Institutional Aggression

Cards (7)

  • Dispositional : Importation Model
    Irwin and Cressey - prisoners bring their violent pasts to prison with them, including beliefs, values, norms etc. They use these behaviours to navigate prison life and are predisposed to using violence in any setting
  • Dispositional : Research
    De Lisi et al
    • Studied 813 juvenile delinquents in institutions and found they had several dispositional features (childhood trauma, substance abuse history etc.)
    • They found these inmates were more likely to engage in suicidal activity and sexual misconduct, and were more physically violent
  • Situational : Deprivation Model
    Clemmer - aggression is the product of stressful and oppressive conditions e.g. no freedom, safety, intimacy.
    Deprivation of material goods means inmates compete for resources. Also the nature of prison regime creates frustration that can lead to aggression.

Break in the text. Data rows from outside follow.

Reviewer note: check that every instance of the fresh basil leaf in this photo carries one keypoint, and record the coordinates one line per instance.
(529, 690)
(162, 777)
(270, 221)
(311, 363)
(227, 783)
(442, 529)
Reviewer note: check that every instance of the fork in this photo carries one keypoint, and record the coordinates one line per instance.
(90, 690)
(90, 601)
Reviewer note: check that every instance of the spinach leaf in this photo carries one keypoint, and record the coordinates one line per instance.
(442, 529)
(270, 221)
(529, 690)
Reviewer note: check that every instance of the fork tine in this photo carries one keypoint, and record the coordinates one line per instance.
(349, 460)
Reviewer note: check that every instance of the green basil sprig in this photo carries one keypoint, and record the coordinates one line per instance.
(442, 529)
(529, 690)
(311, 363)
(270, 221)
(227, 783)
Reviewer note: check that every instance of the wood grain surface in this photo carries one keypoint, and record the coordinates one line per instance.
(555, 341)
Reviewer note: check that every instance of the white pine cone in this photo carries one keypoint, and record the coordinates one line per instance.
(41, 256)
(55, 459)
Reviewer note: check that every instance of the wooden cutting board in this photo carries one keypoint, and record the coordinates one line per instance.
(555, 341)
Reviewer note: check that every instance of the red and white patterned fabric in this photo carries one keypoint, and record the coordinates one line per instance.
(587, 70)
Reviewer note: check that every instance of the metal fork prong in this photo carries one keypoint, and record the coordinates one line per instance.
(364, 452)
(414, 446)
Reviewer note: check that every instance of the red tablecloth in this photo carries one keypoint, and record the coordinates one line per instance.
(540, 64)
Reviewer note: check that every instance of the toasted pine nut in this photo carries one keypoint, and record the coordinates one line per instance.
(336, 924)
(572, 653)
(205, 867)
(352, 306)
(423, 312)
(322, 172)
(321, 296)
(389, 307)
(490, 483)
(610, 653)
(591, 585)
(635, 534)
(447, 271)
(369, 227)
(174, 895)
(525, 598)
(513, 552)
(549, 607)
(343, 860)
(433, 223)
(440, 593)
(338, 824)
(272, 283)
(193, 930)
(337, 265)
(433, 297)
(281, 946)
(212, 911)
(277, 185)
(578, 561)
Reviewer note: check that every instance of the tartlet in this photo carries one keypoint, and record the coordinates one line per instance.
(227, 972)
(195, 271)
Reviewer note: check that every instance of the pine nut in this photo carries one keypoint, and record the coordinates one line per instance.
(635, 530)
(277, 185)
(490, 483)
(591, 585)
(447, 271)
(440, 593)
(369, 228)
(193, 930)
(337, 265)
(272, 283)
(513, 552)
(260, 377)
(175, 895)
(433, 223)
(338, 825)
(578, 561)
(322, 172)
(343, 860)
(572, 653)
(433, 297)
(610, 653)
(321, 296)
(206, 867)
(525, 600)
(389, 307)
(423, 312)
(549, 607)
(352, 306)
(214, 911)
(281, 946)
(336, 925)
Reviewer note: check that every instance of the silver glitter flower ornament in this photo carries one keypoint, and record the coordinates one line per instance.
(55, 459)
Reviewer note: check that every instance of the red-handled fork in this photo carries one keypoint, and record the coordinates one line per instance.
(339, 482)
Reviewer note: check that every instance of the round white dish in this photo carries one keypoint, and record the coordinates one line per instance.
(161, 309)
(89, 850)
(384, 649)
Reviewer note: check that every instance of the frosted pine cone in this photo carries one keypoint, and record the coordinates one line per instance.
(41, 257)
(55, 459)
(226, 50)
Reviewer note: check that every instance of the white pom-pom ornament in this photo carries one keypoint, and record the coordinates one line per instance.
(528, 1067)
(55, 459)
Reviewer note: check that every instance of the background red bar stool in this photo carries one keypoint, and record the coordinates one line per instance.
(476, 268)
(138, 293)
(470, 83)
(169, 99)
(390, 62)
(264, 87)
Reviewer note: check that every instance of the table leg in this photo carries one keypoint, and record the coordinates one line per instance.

  • Situational : Research
    Steiner
    • Investigated factors predicting aggression in 512 prisons
    • Found inmate-on-inmate violence was higher with female staffed prisons, overcrowding and more inmates in protective custody.
  • Eval : Strength
    Camp and Gaes studied 561 male inmates with similar histories and found 33% in low security and 36% in high security were involved in aggressive misconduct within 2 years. Shows support for the role of dispositional factors as the level of security didn't impact aggression.
  • Eval : Strength
    Cunningham et al analysed 35 inmate homicides and found motivations for behaviour came from deprivation factors. Shows support for situational factors and supports validity.
  • Eval : Interactionist
    Jiang and Fisher-Giorlando suggest the deprivation model is better for explaining inmate-on-staff aggression and the importation model is better for inmate-on-inmate aggression. Suggests both models may be valid but a interactionist approach may be more appropriate.